Reduced costs for medical services and labor have trimmed the 10-year projected cost of Medicare and Medicaid by $89 billion, the Congressional Budget Office said Wednesday.
Despite the long-term projected drop, federal spending for major health care programs will jump this year by $67 billion — or about 9 percent — the agency estimated. The largest increase will be for Medicaid, which is projected to grow by $40 billion, or 15 percent. Most of this short-term increase is attributable to the Affordable Care Act, including its Medicaid expansion and the financial assistance to help people purchase health insurance.
More than half of the states and the District of Columbia have opted for the health law’s Medicaid expansion. Subsidies to help eligible individuals purchase health on the law’s online marketplaces, or exchanges, and related expenses (mostly grants to states to establish exchanges) would total $17 billion this year, according to CBO.
CBO and the Joint Committee on Taxation’s projections of outlays and revenues arising from the health law’s provisions related to health insurance coverage have not changed substantially since the spring for 2014 or over the 2015–2024 period, according to CBO.
CBO also said it expects Medicare outlays to increase this year by about $12 billion — or 2 percent — which is similar to the rate of growth in 2013 and below the growth in the number of Medicare beneficiaries.

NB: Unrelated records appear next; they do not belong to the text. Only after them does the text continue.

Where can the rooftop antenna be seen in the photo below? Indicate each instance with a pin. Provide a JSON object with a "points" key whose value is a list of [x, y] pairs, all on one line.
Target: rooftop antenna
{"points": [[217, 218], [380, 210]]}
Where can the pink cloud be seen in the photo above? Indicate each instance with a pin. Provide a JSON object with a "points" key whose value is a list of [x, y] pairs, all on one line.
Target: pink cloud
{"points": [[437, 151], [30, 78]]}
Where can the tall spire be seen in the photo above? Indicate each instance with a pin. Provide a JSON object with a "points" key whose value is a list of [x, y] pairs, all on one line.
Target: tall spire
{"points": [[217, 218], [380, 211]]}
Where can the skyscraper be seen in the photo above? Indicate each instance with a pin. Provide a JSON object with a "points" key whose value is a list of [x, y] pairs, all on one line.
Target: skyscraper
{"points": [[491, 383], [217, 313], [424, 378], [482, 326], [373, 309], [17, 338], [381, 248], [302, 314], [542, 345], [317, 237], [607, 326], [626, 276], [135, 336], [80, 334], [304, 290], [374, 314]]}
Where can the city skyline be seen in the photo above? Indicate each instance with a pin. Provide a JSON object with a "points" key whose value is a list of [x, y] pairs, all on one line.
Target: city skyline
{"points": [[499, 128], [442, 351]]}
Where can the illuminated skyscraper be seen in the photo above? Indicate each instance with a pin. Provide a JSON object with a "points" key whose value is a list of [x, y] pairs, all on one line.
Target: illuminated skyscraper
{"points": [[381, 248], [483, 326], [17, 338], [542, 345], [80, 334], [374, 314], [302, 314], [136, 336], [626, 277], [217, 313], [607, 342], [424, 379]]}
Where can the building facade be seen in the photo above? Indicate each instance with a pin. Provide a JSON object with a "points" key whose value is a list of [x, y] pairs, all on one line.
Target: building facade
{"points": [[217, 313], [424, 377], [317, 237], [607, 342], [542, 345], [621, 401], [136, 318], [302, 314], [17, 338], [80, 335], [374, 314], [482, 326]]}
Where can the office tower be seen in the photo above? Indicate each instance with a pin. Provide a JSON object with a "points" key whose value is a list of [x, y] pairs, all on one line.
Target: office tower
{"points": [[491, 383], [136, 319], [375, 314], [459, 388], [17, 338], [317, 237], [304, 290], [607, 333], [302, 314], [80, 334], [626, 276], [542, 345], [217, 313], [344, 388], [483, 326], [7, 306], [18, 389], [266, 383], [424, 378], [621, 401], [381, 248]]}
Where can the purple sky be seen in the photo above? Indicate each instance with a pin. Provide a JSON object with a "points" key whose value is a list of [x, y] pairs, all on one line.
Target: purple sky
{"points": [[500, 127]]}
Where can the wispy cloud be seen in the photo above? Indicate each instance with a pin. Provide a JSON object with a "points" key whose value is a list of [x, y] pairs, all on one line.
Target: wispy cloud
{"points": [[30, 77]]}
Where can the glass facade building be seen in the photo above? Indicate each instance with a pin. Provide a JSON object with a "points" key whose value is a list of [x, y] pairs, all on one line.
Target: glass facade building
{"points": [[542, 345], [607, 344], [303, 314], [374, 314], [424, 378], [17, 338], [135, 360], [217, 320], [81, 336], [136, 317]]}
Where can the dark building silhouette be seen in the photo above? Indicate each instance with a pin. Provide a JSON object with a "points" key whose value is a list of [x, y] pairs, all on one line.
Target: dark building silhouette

A Medicare physician payment “fix” remains a relative bargain compared to the 2012 estimate from CBO. Holding Medicare physician payment increases to the current rate through 2024 would cost $131 billion, CBO found. For years, lawmakers have struggled to replace the current Medicare physician payment formula, known as the sustainable growth rate or SGR, and have repeatedly passed legislation to avoid heavy scheduled cuts.
While the price of an SGR replacement has dropped in recent years — CBO estimated the 10-year cost at $316 billion in 2012 — and there’s bipartisan support to replace the formula, Congress has yet to agree on how to pay for a replacement. Many policy analysts and lawmakers have recommended that Medicare physician payments be based on the quality of care provided, rather than the volume of services.